Paul's teaching in Romans 13 leaves you and me with many questions. Do states have the authority to exercise governance over the public for purposes other than curbing injustice – to coordinate certain actions of the citizens, for example, to provide infrastructure of various sorts, to provide benefits of certain kinds even when it cannot be argued that justice requires it? Nothing Paul says implies that states do not have such authority; I myself think it highly unlikely that he thought the Roman Empire had exceeded its authority when it built its network of roads. All we can say is that he does not cite such authority as bestowed on the state by God.

It would be a serious mistake, however, to allow this and other silences on Paul's part to obscure from view the significance of what he is not silent about, the significance of what he has said.
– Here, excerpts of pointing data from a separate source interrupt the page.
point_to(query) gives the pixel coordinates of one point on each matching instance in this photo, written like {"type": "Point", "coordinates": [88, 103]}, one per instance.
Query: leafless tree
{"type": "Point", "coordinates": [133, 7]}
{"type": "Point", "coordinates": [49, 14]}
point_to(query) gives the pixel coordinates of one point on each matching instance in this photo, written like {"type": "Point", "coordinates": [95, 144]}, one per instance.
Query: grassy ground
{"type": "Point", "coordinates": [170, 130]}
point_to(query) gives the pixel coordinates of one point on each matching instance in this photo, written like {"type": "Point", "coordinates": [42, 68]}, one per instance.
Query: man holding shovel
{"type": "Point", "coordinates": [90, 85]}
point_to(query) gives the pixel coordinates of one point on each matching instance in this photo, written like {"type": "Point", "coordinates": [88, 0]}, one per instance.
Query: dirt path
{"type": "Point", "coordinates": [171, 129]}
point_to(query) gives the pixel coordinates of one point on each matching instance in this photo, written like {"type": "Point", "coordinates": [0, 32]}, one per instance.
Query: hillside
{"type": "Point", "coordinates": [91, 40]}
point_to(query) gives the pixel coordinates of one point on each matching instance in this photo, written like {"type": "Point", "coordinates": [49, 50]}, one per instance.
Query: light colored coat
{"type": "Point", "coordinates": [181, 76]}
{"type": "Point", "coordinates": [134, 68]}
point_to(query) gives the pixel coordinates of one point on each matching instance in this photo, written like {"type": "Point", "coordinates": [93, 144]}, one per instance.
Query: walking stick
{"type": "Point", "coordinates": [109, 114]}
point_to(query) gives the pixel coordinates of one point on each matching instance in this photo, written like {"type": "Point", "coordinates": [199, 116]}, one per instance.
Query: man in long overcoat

The God-given task of government is not to pressure citizens into becoming virtuous and pious; its God-given task is instead to pressure citizens into not perpetrating injustice. Though it is not inconsistent with what Paul says to hold that government has the authority to seek various social goods, we should not fail to be struck by the fact that what he cites as the God-given task of government is deterring, punishing, and protecting against wrongdoing. God authorizes and enjoins the state to be a rights-protecting institution. This implies, as we saw, that it is also to be a rights-limited or rights-honoring institution.

I mentioned at the beginning of this chapter that the novelty of the situation Paul was addressing – how the members of the church are to relate to the Roman Empire – did not lead him to offer a substantially new answer to the question of political authority and obedience.